Fall Anna: Ärztinnen vertrauten der Pflegemutter blind

Bonn · Annas Ärzte zeichnen von der Frau, die bisher im Prozess weitgehend geschwiegen hat, das Bild einer starken Persönlichkeit. Zumindest so stark, dass sie selbst der Pflegemutter fast alles glaubten, was die ihnen erzählte.

Fall Anna: Ärztinnen vertrauten der Pflegemutter blind
Foto: Roland Kohls

Was ist Annas Pflegemutter für ein Mensch? Gemeinsam mit ihrem Mann muss sie sich seit vier Wochen vor dem Bonner Landgericht verantworten, die Staatsanwaltschaft wirft dem Paar schwere Misshandlung von Schutzbefohlenen in 55 Fällen vor. Im letzten Fall, am 22. Juli 2010, als Anna in der Badewanne starb, mit Todesfolge.

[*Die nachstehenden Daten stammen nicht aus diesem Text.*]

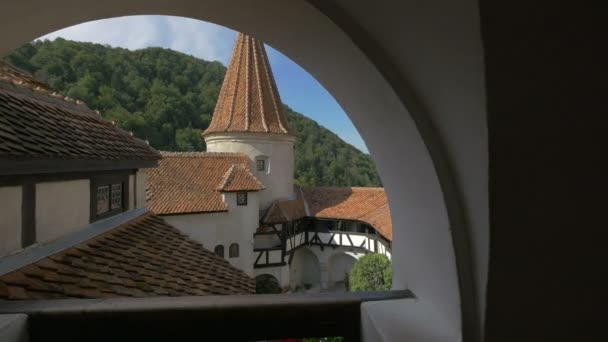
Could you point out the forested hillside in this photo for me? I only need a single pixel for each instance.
(168, 98)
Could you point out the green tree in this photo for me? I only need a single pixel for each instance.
(371, 272)
(266, 284)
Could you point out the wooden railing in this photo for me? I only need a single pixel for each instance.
(208, 318)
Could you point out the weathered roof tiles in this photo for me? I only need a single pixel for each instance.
(43, 126)
(142, 258)
(190, 182)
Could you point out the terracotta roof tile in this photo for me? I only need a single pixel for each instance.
(162, 269)
(239, 178)
(285, 211)
(249, 100)
(37, 123)
(369, 205)
(188, 182)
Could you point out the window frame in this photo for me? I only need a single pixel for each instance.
(266, 162)
(218, 248)
(233, 250)
(243, 203)
(263, 164)
(97, 181)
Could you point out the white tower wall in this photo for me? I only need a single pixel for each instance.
(275, 149)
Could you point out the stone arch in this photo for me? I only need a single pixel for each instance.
(304, 270)
(267, 283)
(339, 267)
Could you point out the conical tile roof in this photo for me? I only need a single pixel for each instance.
(249, 101)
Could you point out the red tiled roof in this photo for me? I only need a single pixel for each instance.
(249, 100)
(285, 211)
(368, 205)
(188, 182)
(142, 258)
(239, 178)
(37, 123)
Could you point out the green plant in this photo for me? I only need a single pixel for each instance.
(372, 272)
(265, 284)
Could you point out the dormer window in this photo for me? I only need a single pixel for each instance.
(108, 196)
(241, 198)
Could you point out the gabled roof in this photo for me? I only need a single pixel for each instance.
(249, 100)
(188, 182)
(37, 123)
(239, 178)
(144, 257)
(369, 205)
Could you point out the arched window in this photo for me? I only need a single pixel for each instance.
(219, 250)
(234, 250)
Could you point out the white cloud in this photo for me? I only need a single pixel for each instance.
(201, 39)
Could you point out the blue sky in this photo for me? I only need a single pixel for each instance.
(208, 41)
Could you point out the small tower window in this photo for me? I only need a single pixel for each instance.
(261, 165)
(241, 198)
(233, 251)
(219, 250)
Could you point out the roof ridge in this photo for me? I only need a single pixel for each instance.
(237, 110)
(228, 179)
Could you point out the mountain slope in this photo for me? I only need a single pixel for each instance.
(168, 98)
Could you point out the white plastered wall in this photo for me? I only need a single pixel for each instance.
(276, 149)
(10, 219)
(132, 193)
(237, 225)
(61, 208)
(140, 189)
(281, 273)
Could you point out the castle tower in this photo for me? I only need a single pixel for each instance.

Und Annas Therapeutin, die sie ein Jahr lang begleitete, ihre Hausärztin in Bad Honnef und der Sozialpädagoge von der Rheinischen Diakonie in Düsseldorf, der zu Hilfe gerufen wurde, als die Situation mit dem Mädchen immer schwieriger wurde - sie alle haben fast nichts bis nichts mitbekommen und sind völlig fassungslos, dass Anna tot ist.

Vor allem die beiden Ärzte zeichnen von der Frau, die bisher im Prozess weitgehend geschwiegen hat, das Bild einer starken Persönlichkeit. Zumindest so stark, dass sie selbst der Pflegemutter fast alles glaubten, was die ihnen erzählte. Beide kannten die Angeklagte seit vielen Jahren und vertrauten ihren Aussagen.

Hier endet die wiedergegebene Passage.